Tribunlampung.co.id, Bandar Lampung – Pemerintah Provinsi (Pemprov) Lampung memastikan porsi belanja pegawai dalam Anggaran Pendapatan dan Belanja Daerah (APBD) tetap berada di bawah batas maksimal 30 persen sebagaimana diatur pemerintah pusat.
Sekretaris Daerah Provinsi Lampung, Marindo Kurniawan, mengatakan pengelolaan belanja daerah mengacu pada Undang-Undang Nomor 1 Tahun 2022 tentang Hubungan Keuangan antara Pemerintah Pusat dan Pemerintah Daerah yang mengatur batas maksimal belanja pegawai sebesar 30 persen dari total APBD.
Menurut Marindo, dalam aturan turunan beleid tersebut dijelaskan bahwa perhitungan batas 30 persen tidak memasukkan dana transfer dari pemerintah pusat untuk guru, seperti tunjangan sertifikasi dan tambahan penghasilan.

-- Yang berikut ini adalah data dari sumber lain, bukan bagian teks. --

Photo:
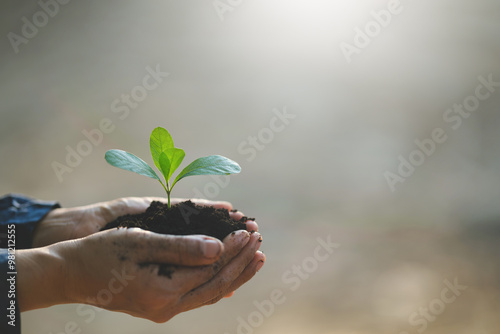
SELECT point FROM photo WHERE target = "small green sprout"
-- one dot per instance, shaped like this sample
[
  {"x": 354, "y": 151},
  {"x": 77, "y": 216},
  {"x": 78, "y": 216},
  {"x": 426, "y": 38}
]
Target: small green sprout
[{"x": 167, "y": 159}]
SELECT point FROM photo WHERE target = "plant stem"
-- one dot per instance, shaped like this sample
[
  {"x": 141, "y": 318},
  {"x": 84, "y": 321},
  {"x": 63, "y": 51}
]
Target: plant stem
[{"x": 168, "y": 191}]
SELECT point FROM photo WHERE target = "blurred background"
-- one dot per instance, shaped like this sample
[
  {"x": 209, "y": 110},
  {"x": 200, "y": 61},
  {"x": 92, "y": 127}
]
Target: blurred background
[{"x": 321, "y": 102}]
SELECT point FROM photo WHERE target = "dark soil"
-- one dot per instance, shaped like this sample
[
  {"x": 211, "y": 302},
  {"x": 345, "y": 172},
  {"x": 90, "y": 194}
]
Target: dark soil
[{"x": 182, "y": 219}]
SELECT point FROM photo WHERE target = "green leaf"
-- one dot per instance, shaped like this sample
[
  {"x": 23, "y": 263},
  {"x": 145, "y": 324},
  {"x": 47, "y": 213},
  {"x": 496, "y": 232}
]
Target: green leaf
[
  {"x": 130, "y": 162},
  {"x": 160, "y": 141},
  {"x": 170, "y": 160},
  {"x": 211, "y": 165}
]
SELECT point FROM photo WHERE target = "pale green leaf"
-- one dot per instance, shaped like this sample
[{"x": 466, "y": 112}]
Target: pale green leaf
[
  {"x": 130, "y": 162},
  {"x": 211, "y": 165}
]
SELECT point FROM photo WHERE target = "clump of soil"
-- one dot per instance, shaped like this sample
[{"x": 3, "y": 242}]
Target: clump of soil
[{"x": 182, "y": 219}]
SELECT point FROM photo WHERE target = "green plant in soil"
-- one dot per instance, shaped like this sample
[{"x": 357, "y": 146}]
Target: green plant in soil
[{"x": 167, "y": 158}]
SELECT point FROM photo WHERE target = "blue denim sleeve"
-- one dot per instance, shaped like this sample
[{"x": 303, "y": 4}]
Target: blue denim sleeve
[
  {"x": 18, "y": 218},
  {"x": 10, "y": 320},
  {"x": 23, "y": 212}
]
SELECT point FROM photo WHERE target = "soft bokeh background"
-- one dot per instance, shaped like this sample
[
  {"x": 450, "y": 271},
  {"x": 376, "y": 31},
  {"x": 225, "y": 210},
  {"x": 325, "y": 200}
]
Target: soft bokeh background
[{"x": 322, "y": 175}]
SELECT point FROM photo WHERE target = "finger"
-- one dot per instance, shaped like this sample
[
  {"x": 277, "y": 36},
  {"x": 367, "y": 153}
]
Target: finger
[
  {"x": 229, "y": 295},
  {"x": 192, "y": 250},
  {"x": 258, "y": 261},
  {"x": 221, "y": 282},
  {"x": 249, "y": 272},
  {"x": 189, "y": 278},
  {"x": 204, "y": 202}
]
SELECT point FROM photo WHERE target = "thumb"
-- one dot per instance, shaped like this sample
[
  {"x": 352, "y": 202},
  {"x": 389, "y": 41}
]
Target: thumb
[{"x": 192, "y": 250}]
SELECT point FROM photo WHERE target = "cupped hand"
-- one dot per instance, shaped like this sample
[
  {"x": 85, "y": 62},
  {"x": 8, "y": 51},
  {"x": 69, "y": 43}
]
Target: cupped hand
[
  {"x": 118, "y": 270},
  {"x": 72, "y": 223}
]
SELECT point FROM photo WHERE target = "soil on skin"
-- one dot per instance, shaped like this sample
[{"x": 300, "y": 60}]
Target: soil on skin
[{"x": 183, "y": 219}]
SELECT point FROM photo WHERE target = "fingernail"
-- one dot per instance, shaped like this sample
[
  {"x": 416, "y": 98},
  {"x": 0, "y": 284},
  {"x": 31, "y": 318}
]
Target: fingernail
[
  {"x": 211, "y": 248},
  {"x": 260, "y": 264}
]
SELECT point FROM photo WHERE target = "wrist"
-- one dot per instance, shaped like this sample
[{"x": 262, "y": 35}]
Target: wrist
[{"x": 40, "y": 279}]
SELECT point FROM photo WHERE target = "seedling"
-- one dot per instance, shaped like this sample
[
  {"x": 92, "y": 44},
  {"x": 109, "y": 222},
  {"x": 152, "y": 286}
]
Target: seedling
[{"x": 167, "y": 159}]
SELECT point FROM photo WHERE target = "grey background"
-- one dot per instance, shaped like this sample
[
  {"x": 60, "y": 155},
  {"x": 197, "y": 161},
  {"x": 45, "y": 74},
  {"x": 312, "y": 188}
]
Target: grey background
[{"x": 322, "y": 175}]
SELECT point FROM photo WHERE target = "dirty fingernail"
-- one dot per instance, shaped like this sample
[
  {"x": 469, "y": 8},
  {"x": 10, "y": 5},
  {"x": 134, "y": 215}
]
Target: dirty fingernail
[
  {"x": 211, "y": 248},
  {"x": 260, "y": 264}
]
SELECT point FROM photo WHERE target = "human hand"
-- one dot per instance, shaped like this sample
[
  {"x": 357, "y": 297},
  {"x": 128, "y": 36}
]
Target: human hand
[
  {"x": 118, "y": 270},
  {"x": 72, "y": 223}
]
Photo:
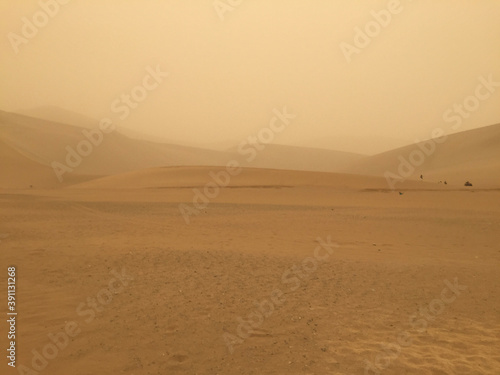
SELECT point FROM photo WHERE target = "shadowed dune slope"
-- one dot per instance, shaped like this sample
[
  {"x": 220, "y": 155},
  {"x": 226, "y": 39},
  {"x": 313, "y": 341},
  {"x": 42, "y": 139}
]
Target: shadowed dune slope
[
  {"x": 178, "y": 177},
  {"x": 471, "y": 155}
]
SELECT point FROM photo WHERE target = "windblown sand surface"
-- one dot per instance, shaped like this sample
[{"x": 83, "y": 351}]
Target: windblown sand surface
[{"x": 192, "y": 283}]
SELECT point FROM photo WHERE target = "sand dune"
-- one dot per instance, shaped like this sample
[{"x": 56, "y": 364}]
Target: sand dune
[
  {"x": 471, "y": 155},
  {"x": 182, "y": 177},
  {"x": 45, "y": 142},
  {"x": 21, "y": 172}
]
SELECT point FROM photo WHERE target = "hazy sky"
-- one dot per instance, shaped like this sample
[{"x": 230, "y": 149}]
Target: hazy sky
[{"x": 225, "y": 76}]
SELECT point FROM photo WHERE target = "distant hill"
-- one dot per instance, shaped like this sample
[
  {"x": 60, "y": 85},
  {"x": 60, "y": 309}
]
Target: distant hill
[
  {"x": 471, "y": 155},
  {"x": 40, "y": 142}
]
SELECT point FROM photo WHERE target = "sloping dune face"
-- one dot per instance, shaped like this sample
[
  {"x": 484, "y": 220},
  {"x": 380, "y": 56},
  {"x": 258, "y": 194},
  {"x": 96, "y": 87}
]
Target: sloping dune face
[
  {"x": 472, "y": 155},
  {"x": 40, "y": 143},
  {"x": 82, "y": 153},
  {"x": 187, "y": 177}
]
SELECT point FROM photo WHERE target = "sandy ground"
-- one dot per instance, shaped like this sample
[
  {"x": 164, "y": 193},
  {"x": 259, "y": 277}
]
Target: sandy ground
[{"x": 412, "y": 287}]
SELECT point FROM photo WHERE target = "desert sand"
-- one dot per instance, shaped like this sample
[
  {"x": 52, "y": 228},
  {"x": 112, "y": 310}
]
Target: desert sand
[{"x": 279, "y": 272}]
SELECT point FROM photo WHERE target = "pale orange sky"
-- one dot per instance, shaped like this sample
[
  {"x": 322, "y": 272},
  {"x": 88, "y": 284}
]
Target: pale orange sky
[{"x": 226, "y": 76}]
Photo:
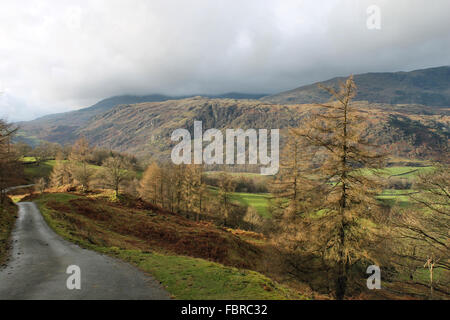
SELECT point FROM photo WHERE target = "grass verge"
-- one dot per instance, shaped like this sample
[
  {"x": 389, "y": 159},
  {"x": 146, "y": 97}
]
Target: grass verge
[
  {"x": 183, "y": 276},
  {"x": 7, "y": 219}
]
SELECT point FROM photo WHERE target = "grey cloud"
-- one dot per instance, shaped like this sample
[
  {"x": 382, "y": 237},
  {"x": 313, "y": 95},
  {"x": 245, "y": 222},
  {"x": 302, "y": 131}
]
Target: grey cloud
[{"x": 60, "y": 55}]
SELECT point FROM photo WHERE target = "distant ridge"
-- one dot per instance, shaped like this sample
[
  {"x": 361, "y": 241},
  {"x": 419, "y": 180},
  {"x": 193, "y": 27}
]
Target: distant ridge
[{"x": 429, "y": 87}]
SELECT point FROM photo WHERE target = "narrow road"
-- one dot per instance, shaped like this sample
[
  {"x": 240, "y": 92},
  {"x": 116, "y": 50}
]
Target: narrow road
[{"x": 40, "y": 258}]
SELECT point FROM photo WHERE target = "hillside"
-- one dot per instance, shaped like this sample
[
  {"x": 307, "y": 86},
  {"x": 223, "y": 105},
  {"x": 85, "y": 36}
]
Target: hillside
[
  {"x": 427, "y": 87},
  {"x": 63, "y": 127},
  {"x": 408, "y": 114},
  {"x": 145, "y": 129}
]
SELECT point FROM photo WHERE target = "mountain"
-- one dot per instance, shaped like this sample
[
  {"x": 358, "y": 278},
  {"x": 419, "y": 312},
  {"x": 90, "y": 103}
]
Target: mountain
[
  {"x": 402, "y": 107},
  {"x": 429, "y": 87},
  {"x": 63, "y": 127},
  {"x": 145, "y": 129}
]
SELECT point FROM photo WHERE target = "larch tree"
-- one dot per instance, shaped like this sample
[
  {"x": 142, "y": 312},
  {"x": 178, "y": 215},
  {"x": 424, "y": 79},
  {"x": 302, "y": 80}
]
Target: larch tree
[
  {"x": 151, "y": 184},
  {"x": 338, "y": 226}
]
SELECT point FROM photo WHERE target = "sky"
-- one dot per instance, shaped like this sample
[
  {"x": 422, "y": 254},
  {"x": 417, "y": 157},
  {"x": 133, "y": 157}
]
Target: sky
[{"x": 57, "y": 56}]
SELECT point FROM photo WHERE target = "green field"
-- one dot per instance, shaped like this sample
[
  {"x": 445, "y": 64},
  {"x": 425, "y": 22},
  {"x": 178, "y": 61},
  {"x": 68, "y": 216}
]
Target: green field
[{"x": 258, "y": 201}]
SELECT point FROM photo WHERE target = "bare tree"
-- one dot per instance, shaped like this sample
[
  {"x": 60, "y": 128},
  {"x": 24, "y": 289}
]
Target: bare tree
[
  {"x": 116, "y": 171},
  {"x": 337, "y": 227},
  {"x": 79, "y": 163}
]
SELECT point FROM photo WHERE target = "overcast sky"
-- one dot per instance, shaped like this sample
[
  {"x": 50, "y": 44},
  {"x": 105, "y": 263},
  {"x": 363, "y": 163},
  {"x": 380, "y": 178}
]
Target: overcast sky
[{"x": 60, "y": 55}]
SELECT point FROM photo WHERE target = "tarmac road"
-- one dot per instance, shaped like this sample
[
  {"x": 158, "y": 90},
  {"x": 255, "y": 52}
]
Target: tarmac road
[{"x": 40, "y": 258}]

“Belanja pegawai memang secara persentase terlihat sedikit di atas 30 persen. Namun jika dana transfer guru dikeluarkan dari perhitungan, maka angkanya berada di bawah 30 persen,” ujar Marindo saat dimintai keterangan, Kamis (5/3/2026).
Ia menjelaskan, dana transfer untuk guru tetap tercatat dalam komponen belanja pegawai di APBD. Namun, komponen tersebut tidak dihitung dalam batas persentase belanja pegawai sebagaimana diatur dalam regulasi.
Baca Juga Pemprov Lampung Siapkan Anggaran Rp 150 Miliar untuk THR 25 Ribu ASN dan PPPK
“Kondisi ini membuat struktur APBD Provinsi Lampung masih sesuai dengan ketentuan pemerintah pusat, karena sertifikasi guru itu anggarannya dari pemerintah pusat,” katanya.
Marindo menambahkan, pada tahun anggaran 2026 hingga 2027, Pemprov Lampung optimistis belanja pegawai tetap berada di bawah ambang batas yang ditetapkan setelah komponen dana transfer guru dikeluarkan dari perhitungan.
Ia juga memastikan kebijakan pengangkatan Pegawai Pemerintah dengan Perjanjian Kerja (PPPK), termasuk PPPK paruh waktu, tidak menambah beban belanja pegawai hingga melampaui batas yang ditentukan.
“Dengan pengangkatan PPPK kemarin itu tidak menambah beban belanja pegawai secara signifikan. Insyaallah untuk Lampung masih di bawah 30 persen dan tidak melanggar aturan,” ujarnya.
Pemprov Lampung, lanjutnya, akan terus menjaga struktur belanja daerah agar tetap sehat dan sesuai ketentuan, sekaligus memastikan kebutuhan pelayanan publik tetap terpenuhi.
“Pemprov Lampung pada tahun 2026 dan 2027, kami optimistis angka belanja pegawai di luar tunjangan tambahan penghasilan guru itu tetap di bawah 30 persen,” tandasnya.